Valentin Uryupin feels equally at home as a conductor in the symphonic and operatic repertoire. In both areas, he has built up close artistic partnerships with orchestras and houses in recent years. In addition to debuts, he has several invitations to return to the ORF Radio Symphony Orchestra Vienna, Frankfurt Opera, Teatro Regio Torino, Slovenian Philharmonic Orchestra, Deutsche Radiophilharmonie Saarbrücken Kaiserslautern, and the New National Theatre Tokyo, where he will conduct Tchaikovsky’s Eugene Onegin. He makes his first guest appearance, also with Eugene Onegin, at the Hanover State Opera as well as with Carmen at the Berlin State Opera and with Verdi’s Nabucco at the Nuremberg Theatre; he also makes his debut with the Rotterdam Philharmonic Orchestra and the Belgrade Philharmonic Orchestra.

Read more on Karsten Witt Musik Management’s website

 

Julia Hagen

Naturalness and warmth, vitality, and the courage to take risks: These qualities are often used to describe Julia Hagen’s playing.
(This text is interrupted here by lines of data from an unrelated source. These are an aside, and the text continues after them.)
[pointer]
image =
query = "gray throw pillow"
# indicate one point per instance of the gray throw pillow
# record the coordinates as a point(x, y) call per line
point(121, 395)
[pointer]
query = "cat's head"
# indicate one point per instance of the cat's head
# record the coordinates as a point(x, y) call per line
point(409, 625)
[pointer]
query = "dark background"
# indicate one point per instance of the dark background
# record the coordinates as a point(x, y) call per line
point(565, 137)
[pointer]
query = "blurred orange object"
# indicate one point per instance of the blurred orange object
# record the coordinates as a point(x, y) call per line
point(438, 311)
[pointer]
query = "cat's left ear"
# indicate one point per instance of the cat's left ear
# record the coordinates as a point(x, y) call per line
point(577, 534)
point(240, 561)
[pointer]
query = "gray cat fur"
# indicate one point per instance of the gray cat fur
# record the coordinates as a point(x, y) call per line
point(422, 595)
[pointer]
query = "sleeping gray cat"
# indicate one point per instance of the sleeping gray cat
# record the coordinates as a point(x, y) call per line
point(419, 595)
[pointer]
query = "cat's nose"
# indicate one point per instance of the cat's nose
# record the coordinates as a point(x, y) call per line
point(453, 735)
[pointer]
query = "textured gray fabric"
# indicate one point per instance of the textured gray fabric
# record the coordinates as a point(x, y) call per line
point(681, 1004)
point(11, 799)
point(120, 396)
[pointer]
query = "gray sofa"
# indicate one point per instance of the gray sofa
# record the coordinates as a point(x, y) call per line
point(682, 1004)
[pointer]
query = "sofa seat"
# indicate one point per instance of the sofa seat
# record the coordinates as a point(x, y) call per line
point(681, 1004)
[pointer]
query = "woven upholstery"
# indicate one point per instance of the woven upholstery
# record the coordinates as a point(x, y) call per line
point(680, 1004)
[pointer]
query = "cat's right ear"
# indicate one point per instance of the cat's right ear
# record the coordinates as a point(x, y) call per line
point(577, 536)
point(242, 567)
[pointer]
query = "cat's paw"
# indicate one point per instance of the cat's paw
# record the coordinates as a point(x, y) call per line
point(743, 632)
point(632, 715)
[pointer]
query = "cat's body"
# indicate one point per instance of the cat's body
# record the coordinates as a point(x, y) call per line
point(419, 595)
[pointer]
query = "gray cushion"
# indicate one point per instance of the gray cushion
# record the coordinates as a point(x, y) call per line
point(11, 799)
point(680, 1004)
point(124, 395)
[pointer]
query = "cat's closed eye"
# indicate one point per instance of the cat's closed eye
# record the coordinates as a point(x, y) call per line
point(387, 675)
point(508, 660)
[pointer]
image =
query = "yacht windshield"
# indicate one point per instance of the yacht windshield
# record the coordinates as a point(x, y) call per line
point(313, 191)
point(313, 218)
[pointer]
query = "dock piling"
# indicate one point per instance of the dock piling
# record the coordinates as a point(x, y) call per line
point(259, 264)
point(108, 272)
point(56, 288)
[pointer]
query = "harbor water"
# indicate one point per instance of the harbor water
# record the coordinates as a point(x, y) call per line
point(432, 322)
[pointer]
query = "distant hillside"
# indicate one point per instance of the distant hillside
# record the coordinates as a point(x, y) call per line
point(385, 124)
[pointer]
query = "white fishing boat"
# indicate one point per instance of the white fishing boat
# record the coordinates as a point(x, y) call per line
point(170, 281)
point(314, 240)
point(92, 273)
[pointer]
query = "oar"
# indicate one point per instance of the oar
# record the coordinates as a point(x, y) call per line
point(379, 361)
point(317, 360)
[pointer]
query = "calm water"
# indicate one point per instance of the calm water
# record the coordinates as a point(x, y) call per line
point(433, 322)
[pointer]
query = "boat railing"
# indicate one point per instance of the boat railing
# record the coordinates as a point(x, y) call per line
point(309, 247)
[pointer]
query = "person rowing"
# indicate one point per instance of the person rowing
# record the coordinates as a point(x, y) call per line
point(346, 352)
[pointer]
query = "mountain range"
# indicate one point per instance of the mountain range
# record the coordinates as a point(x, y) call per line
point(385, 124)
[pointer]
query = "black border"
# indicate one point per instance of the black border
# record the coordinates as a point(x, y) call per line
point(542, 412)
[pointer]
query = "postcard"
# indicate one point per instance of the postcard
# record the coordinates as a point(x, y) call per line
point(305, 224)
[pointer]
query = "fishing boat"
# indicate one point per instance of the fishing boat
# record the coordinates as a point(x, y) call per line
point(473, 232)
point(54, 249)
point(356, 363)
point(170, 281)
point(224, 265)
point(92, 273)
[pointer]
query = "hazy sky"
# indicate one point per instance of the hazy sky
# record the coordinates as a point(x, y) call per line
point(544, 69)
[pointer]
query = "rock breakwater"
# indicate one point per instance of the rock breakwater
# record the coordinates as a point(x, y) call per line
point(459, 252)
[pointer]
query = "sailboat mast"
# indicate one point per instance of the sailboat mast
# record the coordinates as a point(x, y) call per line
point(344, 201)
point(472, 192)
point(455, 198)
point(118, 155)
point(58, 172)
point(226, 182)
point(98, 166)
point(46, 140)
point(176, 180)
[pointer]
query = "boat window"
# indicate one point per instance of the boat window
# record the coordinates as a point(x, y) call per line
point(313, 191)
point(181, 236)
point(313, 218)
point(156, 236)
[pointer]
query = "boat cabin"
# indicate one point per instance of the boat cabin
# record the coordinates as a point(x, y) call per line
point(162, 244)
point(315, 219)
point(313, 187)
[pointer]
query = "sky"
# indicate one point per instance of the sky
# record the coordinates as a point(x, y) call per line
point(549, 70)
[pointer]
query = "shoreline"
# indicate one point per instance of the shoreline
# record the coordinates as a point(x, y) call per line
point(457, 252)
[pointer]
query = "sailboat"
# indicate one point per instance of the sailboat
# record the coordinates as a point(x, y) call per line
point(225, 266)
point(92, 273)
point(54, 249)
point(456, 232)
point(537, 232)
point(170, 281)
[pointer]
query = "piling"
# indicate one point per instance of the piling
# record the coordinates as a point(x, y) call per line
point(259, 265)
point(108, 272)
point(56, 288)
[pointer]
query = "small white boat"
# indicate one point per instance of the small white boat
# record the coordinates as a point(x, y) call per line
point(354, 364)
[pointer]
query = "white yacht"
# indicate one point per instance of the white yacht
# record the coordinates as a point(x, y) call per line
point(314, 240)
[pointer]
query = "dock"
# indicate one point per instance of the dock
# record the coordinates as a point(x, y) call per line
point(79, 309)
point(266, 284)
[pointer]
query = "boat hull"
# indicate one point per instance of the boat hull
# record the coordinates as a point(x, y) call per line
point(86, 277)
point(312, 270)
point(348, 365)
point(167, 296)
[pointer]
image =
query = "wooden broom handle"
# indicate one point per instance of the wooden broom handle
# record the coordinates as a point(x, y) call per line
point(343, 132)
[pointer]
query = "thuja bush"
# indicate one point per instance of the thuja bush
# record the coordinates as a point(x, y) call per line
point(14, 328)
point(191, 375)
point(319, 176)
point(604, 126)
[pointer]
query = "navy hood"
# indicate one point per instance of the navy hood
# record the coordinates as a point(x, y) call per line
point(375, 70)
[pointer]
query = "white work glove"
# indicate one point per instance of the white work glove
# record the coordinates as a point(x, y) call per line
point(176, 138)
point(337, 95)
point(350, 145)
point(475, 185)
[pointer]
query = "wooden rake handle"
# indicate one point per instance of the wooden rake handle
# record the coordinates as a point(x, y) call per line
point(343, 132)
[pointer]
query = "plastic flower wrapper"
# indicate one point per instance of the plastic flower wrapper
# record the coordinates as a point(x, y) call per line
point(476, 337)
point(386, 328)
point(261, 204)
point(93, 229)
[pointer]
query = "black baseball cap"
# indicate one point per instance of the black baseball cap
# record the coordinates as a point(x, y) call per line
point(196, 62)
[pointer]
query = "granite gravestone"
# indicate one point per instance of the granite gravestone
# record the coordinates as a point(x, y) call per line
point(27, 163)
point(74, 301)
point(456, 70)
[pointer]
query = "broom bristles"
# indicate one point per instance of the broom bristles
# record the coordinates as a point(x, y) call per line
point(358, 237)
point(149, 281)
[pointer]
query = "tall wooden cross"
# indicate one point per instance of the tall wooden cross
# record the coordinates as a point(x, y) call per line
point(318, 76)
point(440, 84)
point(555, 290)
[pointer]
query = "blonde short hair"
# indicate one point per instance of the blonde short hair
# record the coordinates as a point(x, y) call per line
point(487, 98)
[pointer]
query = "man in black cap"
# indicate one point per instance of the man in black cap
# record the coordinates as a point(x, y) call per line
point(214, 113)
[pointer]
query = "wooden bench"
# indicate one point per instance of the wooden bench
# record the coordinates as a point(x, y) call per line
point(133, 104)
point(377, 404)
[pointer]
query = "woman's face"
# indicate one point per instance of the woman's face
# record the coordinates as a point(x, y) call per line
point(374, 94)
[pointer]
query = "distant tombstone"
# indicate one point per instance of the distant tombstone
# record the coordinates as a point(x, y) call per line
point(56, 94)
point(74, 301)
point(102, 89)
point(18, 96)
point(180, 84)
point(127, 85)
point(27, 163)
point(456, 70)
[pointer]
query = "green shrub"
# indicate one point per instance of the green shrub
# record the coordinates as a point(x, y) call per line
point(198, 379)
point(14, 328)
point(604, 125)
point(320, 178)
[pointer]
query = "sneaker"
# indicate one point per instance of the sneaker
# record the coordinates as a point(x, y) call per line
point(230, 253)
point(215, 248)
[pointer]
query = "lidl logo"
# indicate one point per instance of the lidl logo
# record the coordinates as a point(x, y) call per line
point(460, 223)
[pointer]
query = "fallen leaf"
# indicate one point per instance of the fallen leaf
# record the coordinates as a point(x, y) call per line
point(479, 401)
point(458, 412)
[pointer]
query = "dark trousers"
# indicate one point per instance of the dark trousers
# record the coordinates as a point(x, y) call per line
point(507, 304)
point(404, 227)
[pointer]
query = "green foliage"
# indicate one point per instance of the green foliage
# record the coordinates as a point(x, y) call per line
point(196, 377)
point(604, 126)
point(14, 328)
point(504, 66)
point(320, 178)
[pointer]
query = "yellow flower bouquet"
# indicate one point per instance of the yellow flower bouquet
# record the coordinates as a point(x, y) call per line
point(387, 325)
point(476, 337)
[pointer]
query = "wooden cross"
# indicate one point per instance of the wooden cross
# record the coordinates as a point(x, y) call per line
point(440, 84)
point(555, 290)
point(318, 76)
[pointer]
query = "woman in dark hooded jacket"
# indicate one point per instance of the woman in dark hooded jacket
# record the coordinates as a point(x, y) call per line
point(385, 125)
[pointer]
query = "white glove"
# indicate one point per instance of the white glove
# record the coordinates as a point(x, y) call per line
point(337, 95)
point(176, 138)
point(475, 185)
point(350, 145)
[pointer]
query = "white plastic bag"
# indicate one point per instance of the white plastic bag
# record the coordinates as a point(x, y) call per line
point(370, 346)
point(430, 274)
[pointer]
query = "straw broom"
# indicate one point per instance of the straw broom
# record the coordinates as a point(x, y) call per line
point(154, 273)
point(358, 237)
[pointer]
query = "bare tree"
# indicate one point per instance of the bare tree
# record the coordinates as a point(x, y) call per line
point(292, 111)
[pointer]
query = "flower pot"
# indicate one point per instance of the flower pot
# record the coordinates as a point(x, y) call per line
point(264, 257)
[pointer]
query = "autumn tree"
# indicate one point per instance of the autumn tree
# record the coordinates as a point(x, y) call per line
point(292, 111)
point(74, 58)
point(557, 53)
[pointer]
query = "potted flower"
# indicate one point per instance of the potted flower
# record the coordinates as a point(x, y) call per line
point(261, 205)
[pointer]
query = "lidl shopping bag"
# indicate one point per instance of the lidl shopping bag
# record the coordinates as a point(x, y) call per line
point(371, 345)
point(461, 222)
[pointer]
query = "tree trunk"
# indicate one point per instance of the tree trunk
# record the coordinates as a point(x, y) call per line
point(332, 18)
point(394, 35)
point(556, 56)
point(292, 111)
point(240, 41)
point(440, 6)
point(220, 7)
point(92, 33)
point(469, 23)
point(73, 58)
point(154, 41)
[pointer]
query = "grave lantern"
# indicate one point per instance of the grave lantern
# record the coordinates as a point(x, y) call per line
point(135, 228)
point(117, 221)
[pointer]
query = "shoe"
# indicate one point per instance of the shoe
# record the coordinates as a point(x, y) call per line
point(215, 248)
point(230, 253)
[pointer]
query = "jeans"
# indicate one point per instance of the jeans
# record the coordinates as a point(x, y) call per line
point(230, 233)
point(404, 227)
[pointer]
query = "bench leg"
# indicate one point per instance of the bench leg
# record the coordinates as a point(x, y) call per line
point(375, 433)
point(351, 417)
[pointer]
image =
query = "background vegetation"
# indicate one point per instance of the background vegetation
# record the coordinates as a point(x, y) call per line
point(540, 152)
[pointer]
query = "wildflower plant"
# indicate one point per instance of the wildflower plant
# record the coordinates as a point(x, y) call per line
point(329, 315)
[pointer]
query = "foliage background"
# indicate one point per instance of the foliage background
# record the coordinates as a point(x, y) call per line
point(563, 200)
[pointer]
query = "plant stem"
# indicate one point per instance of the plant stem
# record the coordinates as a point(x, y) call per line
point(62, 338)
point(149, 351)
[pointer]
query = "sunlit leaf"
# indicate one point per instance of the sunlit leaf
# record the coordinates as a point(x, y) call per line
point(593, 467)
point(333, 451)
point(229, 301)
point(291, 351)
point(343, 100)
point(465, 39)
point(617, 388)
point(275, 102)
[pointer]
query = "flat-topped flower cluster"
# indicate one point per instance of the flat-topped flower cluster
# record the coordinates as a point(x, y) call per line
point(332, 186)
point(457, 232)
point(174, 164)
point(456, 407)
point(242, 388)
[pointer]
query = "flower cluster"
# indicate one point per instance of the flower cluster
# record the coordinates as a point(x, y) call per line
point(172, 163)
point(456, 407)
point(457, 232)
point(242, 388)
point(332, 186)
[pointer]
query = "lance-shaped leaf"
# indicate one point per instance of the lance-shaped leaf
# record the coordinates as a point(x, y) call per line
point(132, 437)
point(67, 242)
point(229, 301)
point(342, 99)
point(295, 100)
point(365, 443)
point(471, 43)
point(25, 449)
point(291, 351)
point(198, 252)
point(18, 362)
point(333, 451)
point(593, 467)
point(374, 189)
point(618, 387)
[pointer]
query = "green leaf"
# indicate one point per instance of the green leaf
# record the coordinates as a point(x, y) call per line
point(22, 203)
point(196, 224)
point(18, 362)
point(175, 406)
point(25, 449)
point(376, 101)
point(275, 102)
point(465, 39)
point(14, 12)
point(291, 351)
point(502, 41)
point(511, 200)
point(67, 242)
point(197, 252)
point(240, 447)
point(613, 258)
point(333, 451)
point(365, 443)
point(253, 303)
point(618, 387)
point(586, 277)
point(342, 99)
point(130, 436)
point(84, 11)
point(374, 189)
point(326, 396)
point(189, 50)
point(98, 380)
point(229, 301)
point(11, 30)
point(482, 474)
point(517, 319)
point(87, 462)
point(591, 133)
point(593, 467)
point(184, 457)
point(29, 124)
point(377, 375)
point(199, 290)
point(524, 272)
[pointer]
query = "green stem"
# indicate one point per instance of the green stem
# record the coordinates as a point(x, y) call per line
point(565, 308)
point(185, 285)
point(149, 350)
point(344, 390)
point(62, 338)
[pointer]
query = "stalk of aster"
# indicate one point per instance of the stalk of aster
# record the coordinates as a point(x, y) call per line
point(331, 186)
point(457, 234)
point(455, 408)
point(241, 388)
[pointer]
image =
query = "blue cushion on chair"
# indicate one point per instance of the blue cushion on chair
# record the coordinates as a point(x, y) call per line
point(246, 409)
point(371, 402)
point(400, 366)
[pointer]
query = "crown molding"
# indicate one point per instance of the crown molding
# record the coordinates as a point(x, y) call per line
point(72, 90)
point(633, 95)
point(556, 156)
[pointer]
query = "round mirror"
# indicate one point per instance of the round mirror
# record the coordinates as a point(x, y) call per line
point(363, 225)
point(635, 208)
The young cellist from Salzburg is just as convincing as a soloist with orchestra as she is in recital or in numerous chamber music constellations alongside prominent partners. The 29-year-old, who now lives in Vienna, combines technical mastery with high artistic standards and a direct, communicative approach to musicmaking.

Julia Hagen is the winner of the “UBS Young Artist Award” 2024, which includes a concert with the Vienna Philharmonic Orchestra under the baton of Christian Thielemann at the Lucerne Festival.

Highlights of the 2024/25 season include concerts with the Chamber Orchestra of Europe, Frankfurt Radio Symphony, Deutsche Kammerphilharmonie Bremen, Prague Radio Symphony Orchestra, Chamber Orchestra of the Bayerischer Rundfunk, and the Orquestra Simfònica de Barcelona. Of particular note is her US debut with the Cleveland Orchestra under Franz Welser-Möst. In Dortmund, Julia Hagen is one of the “Junge Wilden”, young up-and-coming soloists who demonstrate their versatility over three seasons – as a soloist, chamber musician and with orchestra.